2) The ability to create loyalty shifts among key regime-supporting groups such as business elites, state media, and—most important—security elites such as the police and the military.
3) A creative and imaginative variation in methods of resistance beyond mass protest.
4) The organizational discipline to face direct repression without having the movement fall apart or opt for violence.
Chenoweth says that the third and fourth attributes may be both the most important and the least understood, particularly the need for creativity and imagination. Street protests often lead to violent repression, and it is the protesters' actions taken after authorities try to take back the streets that can make or break a resistance movement.
Creative responses have included stay-at-home strikes in which protesters have banged pots and pans while remaining indoors.

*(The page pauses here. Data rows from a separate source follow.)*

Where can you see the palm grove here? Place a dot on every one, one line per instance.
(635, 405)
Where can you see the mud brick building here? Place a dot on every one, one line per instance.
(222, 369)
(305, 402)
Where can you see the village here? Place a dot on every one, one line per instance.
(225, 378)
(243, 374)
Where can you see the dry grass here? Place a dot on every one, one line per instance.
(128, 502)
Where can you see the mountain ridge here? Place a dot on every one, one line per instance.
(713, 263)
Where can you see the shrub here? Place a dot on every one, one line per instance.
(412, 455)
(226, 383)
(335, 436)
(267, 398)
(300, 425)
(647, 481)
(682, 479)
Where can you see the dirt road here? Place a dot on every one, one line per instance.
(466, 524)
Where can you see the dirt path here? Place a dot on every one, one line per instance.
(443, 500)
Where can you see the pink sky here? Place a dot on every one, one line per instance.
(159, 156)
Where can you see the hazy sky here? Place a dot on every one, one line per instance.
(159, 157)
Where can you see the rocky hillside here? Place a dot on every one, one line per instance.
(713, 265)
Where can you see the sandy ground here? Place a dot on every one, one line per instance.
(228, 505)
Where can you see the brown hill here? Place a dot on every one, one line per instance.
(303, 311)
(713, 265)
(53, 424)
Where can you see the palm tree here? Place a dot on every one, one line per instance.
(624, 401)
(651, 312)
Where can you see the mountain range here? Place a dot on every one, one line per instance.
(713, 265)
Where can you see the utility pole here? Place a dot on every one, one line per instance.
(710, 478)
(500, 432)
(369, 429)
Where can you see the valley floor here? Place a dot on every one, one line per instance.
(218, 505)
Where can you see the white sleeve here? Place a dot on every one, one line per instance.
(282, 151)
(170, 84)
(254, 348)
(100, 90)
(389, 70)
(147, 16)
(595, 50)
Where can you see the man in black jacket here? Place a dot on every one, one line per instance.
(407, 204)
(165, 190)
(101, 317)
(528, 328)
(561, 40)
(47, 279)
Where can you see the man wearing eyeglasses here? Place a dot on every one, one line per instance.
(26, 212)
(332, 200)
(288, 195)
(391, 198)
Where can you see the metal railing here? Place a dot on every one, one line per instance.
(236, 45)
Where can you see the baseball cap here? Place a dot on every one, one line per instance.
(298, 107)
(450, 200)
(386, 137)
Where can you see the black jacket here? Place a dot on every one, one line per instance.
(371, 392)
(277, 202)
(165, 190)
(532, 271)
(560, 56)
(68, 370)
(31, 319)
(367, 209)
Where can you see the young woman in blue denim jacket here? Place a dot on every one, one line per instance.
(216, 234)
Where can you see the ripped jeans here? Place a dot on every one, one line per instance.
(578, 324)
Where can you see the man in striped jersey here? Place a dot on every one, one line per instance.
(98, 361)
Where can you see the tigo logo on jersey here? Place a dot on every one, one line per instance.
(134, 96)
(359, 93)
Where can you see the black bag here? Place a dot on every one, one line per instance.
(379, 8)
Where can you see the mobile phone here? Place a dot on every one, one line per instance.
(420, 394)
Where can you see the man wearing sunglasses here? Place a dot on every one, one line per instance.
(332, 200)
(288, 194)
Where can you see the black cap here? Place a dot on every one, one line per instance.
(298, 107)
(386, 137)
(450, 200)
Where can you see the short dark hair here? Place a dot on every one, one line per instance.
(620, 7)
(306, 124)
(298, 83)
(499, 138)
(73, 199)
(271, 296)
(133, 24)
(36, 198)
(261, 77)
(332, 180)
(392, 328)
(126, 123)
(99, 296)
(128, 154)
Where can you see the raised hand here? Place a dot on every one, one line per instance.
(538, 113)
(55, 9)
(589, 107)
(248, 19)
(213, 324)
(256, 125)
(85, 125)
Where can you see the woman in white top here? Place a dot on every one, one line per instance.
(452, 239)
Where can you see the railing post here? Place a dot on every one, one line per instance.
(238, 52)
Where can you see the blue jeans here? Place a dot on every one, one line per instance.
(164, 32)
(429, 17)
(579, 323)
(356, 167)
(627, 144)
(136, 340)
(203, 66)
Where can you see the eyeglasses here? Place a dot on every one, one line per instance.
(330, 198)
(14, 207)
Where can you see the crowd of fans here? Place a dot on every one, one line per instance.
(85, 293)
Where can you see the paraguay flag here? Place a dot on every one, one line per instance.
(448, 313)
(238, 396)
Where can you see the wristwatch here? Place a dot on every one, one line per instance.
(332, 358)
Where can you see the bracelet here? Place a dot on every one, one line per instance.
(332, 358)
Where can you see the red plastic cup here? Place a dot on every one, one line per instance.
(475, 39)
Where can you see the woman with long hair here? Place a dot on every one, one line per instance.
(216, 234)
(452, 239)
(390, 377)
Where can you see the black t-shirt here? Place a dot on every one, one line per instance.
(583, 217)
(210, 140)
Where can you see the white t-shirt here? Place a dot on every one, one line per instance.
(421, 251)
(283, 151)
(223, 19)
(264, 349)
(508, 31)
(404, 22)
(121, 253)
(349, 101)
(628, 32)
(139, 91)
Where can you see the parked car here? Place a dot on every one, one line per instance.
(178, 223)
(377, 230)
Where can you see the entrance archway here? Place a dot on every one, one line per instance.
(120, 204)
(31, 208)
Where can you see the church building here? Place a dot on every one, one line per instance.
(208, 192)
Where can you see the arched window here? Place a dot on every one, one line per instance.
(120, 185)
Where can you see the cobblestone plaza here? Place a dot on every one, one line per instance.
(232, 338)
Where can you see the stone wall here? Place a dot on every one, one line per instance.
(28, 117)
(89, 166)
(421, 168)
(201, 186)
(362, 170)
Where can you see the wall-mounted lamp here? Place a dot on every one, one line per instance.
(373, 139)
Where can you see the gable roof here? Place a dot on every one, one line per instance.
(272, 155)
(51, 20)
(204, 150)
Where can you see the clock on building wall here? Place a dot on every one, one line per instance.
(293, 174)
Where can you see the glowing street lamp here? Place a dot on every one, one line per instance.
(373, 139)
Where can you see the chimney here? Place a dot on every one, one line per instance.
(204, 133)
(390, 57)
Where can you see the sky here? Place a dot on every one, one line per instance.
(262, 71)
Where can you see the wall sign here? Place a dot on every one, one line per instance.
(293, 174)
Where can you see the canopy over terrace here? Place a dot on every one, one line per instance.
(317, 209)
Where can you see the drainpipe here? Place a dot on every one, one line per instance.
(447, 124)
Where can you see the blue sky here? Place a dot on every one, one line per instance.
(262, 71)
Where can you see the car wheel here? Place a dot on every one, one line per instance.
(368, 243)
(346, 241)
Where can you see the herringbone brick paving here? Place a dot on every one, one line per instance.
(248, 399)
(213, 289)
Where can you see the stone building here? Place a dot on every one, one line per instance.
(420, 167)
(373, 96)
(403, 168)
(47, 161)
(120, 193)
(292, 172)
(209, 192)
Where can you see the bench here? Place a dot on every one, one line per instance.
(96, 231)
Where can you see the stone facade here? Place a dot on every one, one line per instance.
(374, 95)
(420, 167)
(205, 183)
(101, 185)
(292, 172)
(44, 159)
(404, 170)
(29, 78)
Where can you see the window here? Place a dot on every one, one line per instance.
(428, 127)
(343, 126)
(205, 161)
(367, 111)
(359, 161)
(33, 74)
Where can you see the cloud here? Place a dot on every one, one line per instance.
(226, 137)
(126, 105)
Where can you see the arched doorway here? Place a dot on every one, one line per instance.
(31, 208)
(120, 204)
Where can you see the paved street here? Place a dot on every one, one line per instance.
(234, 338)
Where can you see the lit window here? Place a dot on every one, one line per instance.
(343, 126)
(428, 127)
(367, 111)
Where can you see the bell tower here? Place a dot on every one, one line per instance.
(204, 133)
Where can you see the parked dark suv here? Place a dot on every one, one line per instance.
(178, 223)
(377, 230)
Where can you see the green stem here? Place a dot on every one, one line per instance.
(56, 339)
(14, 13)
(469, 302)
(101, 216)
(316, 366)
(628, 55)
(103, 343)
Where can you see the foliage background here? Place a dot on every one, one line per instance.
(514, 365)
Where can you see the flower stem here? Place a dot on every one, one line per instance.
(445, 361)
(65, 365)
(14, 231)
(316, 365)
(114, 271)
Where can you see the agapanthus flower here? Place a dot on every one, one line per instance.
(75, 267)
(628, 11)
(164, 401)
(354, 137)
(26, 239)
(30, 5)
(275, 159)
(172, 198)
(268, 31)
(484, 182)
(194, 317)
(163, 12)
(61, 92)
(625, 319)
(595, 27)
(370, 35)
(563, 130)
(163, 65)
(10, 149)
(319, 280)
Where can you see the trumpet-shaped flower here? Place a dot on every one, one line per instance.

In Morocco in 2011, organizers planned a day to display the colors of the national flag, but instead of carrying banners into streets lined with security forces, the protesters released scores of Marrakesh’s infamous stray cats—whose fur had been dyed in patriotic colors.
“Injecting humor into places where the government has complete control is essential in breaking down, in people’s minds, the invincibility of the regime,” she says."
Consider this thread an invitation to get creative and brainstorm about how we can stop this rolling coup.
Hat tip to
@FruGal who mentioned this strategy earilier in the Trump/Musk discussions. I just feel like maybe it is good to have a separate thread not just about "small acts of resistance" but maybe also bigger ones.
And it's much easier to get to a 3.5% participation rate than to 4.0%!